Abstract
The geometry of faults is usually thought to be more complicated at
the surface than at depth and to control the initiation, propagation
and arrest of seismic ruptures. The fault system that runs from southern
California into Mexico is a simple strike-slip boundary: the west
side of California and Mexico moves northwards with respect to the
east. However, the Mw 7.2 2010 El Mayor-Cucapah earthquake on this
fault system produced a pattern of seismic waves that indicates a
far more complex source than slip on a planar strike-slip fault.
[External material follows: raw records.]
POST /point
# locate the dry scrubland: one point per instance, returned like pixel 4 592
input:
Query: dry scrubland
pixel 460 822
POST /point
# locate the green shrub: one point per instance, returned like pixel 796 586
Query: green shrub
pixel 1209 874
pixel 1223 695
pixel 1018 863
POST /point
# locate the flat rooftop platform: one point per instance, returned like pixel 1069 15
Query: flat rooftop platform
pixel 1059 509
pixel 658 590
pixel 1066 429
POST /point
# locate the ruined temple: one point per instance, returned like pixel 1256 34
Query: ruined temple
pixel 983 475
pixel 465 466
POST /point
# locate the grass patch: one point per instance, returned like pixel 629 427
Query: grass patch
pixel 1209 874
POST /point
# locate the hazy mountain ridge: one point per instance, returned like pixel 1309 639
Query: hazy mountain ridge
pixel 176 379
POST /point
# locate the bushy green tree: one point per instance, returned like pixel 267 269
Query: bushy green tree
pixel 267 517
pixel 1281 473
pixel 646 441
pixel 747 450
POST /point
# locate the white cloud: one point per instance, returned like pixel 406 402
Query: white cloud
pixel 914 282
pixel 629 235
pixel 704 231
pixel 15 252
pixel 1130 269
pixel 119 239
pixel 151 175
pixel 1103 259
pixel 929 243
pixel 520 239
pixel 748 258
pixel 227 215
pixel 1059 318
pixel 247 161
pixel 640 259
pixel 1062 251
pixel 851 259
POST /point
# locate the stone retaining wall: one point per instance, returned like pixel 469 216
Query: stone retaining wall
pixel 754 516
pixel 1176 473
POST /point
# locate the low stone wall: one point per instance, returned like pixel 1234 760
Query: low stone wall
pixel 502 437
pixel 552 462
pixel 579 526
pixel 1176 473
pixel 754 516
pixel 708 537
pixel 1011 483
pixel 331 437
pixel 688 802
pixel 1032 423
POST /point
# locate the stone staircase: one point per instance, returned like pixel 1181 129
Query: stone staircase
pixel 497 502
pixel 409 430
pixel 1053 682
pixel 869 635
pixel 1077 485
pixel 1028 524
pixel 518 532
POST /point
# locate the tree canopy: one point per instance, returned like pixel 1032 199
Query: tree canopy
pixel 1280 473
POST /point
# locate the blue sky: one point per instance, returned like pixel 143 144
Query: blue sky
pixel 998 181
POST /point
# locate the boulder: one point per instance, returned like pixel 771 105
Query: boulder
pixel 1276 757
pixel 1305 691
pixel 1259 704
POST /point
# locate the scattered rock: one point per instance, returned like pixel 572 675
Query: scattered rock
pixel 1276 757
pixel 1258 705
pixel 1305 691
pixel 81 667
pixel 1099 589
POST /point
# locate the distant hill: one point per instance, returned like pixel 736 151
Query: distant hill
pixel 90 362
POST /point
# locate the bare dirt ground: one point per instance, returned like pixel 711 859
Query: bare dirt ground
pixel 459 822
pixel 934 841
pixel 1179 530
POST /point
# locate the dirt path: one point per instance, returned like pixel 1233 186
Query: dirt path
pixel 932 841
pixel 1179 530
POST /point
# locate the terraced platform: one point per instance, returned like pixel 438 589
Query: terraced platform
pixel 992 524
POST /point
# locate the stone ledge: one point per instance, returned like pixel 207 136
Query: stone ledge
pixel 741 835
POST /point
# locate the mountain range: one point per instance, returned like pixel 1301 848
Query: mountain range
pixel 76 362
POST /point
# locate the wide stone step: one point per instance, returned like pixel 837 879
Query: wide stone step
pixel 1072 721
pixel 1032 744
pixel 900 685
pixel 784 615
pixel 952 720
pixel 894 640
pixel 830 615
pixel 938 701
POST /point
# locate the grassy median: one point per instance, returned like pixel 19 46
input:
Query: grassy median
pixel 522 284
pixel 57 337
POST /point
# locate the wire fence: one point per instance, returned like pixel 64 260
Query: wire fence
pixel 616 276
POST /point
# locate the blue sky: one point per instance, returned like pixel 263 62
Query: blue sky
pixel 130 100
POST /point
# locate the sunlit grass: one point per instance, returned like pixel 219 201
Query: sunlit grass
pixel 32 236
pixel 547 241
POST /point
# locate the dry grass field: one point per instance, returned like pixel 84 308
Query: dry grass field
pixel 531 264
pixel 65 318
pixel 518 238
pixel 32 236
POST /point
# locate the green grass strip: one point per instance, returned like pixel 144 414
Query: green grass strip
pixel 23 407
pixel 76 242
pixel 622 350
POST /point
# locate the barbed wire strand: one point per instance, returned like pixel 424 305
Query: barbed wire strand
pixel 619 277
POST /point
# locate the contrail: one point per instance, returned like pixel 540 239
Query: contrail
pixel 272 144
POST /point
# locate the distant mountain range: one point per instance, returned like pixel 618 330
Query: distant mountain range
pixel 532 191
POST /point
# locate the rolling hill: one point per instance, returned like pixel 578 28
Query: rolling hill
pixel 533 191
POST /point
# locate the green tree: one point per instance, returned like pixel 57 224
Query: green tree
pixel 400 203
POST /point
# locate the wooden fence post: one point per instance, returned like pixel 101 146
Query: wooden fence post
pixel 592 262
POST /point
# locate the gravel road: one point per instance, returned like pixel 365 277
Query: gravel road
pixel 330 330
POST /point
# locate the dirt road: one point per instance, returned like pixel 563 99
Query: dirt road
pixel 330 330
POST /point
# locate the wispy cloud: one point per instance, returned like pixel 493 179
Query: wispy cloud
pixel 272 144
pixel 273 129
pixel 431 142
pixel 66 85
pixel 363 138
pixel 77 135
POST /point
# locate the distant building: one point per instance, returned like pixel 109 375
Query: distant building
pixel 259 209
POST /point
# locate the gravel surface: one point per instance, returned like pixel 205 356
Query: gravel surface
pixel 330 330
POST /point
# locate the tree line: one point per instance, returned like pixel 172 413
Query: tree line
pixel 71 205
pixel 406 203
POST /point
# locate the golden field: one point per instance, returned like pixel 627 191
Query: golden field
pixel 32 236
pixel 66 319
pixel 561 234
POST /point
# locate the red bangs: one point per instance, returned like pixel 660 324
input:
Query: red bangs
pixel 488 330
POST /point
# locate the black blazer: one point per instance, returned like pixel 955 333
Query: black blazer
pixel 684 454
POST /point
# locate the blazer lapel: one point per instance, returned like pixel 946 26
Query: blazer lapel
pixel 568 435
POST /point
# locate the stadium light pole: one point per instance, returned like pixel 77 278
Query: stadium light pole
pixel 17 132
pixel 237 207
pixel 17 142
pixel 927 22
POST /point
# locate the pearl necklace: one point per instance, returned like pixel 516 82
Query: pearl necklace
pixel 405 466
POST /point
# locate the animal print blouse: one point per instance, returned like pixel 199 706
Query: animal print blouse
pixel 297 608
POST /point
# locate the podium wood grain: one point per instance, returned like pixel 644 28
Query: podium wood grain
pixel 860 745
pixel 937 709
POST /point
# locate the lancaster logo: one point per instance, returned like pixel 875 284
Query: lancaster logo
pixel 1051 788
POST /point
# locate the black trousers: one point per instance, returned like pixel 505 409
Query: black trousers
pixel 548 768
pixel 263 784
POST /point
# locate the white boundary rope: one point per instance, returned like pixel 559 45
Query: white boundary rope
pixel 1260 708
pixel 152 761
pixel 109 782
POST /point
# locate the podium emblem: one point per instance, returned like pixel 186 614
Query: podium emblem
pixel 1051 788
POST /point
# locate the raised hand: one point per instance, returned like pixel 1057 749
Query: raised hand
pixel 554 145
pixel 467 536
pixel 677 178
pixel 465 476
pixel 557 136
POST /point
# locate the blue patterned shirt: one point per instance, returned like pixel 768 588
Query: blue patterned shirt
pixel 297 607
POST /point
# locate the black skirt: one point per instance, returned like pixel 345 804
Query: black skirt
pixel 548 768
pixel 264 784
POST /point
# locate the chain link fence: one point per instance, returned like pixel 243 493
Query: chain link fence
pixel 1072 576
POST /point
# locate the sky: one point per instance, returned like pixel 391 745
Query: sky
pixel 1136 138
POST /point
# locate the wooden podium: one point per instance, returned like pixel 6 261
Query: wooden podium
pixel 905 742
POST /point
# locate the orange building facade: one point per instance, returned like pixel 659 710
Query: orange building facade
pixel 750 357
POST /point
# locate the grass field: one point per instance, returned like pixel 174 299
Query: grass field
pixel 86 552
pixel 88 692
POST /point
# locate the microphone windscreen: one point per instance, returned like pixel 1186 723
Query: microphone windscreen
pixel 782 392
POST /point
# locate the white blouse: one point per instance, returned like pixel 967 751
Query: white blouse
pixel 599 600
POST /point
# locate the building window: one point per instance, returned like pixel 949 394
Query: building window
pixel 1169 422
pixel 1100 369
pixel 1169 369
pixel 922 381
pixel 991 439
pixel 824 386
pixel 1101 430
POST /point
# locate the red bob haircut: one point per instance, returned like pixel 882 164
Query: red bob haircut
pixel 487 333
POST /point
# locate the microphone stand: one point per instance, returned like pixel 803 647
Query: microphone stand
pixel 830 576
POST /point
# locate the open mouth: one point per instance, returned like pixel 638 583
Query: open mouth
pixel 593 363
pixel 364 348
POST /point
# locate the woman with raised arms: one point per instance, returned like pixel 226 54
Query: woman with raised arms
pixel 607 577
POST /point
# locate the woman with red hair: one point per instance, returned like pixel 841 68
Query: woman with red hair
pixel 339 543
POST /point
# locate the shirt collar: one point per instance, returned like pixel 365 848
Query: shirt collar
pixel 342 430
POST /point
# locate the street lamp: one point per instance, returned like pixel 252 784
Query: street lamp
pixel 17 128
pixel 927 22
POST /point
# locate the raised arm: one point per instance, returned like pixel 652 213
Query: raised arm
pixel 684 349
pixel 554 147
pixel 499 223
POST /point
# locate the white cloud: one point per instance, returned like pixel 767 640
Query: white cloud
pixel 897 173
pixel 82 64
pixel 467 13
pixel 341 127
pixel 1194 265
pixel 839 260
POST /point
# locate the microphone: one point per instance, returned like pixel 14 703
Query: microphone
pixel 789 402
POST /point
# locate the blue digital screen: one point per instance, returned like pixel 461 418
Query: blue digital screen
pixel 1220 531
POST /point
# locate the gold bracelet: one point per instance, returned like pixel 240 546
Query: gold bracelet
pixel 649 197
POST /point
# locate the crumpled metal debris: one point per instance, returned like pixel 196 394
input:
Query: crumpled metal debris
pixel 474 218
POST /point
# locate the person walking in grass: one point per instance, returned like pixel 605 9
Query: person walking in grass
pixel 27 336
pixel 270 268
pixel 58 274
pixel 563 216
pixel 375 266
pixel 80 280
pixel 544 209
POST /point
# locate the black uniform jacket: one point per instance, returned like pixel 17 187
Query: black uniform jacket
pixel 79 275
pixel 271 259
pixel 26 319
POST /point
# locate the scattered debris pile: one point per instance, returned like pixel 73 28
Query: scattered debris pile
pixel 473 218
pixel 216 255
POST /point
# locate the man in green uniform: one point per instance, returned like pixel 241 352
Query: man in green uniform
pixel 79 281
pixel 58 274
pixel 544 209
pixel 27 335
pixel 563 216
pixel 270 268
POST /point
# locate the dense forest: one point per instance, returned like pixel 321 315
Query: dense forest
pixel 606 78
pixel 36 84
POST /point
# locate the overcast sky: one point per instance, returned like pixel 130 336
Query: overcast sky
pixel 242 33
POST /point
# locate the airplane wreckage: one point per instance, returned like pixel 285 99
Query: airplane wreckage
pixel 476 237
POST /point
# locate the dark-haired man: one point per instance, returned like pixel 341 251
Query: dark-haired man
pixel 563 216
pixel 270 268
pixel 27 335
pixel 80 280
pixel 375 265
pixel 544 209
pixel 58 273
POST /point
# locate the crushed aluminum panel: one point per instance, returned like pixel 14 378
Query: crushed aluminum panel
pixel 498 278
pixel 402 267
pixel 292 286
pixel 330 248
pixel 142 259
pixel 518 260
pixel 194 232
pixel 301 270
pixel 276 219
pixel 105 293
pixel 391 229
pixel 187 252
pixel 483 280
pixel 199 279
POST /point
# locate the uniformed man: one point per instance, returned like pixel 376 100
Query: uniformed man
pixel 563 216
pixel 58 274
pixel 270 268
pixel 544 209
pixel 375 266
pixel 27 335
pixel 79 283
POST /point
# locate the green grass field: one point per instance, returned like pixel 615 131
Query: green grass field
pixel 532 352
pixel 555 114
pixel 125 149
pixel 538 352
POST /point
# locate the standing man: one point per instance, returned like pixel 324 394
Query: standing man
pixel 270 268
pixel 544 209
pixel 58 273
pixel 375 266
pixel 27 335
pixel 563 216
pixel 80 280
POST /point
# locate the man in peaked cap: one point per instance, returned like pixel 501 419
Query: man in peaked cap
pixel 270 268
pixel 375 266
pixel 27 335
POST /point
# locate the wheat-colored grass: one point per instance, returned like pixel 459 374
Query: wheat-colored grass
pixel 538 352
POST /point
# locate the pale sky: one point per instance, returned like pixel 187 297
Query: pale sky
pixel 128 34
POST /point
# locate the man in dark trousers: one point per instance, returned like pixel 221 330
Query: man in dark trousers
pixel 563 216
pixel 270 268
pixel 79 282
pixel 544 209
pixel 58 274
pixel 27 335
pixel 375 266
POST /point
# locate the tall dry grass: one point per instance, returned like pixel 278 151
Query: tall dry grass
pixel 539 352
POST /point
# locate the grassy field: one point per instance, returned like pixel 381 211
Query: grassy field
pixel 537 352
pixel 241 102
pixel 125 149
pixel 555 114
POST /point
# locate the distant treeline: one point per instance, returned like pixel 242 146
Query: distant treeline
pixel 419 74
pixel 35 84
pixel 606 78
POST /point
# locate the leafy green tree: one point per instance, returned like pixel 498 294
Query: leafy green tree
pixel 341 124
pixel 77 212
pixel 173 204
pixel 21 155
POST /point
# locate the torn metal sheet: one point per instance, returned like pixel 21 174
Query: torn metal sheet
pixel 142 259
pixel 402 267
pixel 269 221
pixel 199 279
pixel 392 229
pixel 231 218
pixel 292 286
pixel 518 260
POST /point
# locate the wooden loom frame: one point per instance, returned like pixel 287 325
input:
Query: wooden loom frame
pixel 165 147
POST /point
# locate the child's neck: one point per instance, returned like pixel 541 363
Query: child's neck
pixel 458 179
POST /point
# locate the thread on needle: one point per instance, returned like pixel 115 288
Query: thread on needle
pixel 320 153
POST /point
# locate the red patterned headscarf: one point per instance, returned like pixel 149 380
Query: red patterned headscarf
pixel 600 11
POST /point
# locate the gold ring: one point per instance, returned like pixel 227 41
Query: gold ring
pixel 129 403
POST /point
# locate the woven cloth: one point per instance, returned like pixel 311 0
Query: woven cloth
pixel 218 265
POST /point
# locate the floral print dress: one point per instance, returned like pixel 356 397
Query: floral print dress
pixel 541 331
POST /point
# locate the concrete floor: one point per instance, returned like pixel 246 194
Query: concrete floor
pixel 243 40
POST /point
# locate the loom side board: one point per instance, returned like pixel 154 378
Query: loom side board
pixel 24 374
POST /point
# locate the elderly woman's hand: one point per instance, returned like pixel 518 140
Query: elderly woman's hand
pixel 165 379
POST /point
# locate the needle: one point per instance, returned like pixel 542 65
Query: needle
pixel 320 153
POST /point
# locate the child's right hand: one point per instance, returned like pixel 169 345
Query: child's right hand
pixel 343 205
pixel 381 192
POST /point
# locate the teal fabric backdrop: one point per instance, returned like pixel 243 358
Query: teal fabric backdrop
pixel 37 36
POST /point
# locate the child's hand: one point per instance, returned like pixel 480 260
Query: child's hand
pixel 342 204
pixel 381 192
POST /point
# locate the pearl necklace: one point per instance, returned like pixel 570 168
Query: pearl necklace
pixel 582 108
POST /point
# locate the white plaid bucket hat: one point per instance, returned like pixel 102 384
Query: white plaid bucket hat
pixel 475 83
Here we use geodetic, remote-sensing and seismological data to reconstruct
the fault geometry and history of slip during this earthquake. We
find that the earthquake produced a straight 120-km-long fault trace
that cut through the Cucapah mountain range and across the Colorado
River delta. However, at depth, the fault is made up of two different
segments connected by a small extensional fault. Both segments strike
N130E, but dip in opposite directions. The earthquake was initiated
on the connecting extensional fault and 15s later ruptured the two
main segments with dominantly strike-slip motion. We show that complexities
in the fault geometry at depth explain well the complex pattern of
radiated seismic waves. We conclude that the location and detailed
characteristics of the earthquake could not have been anticipated
on the basis of observations of surface geology alone.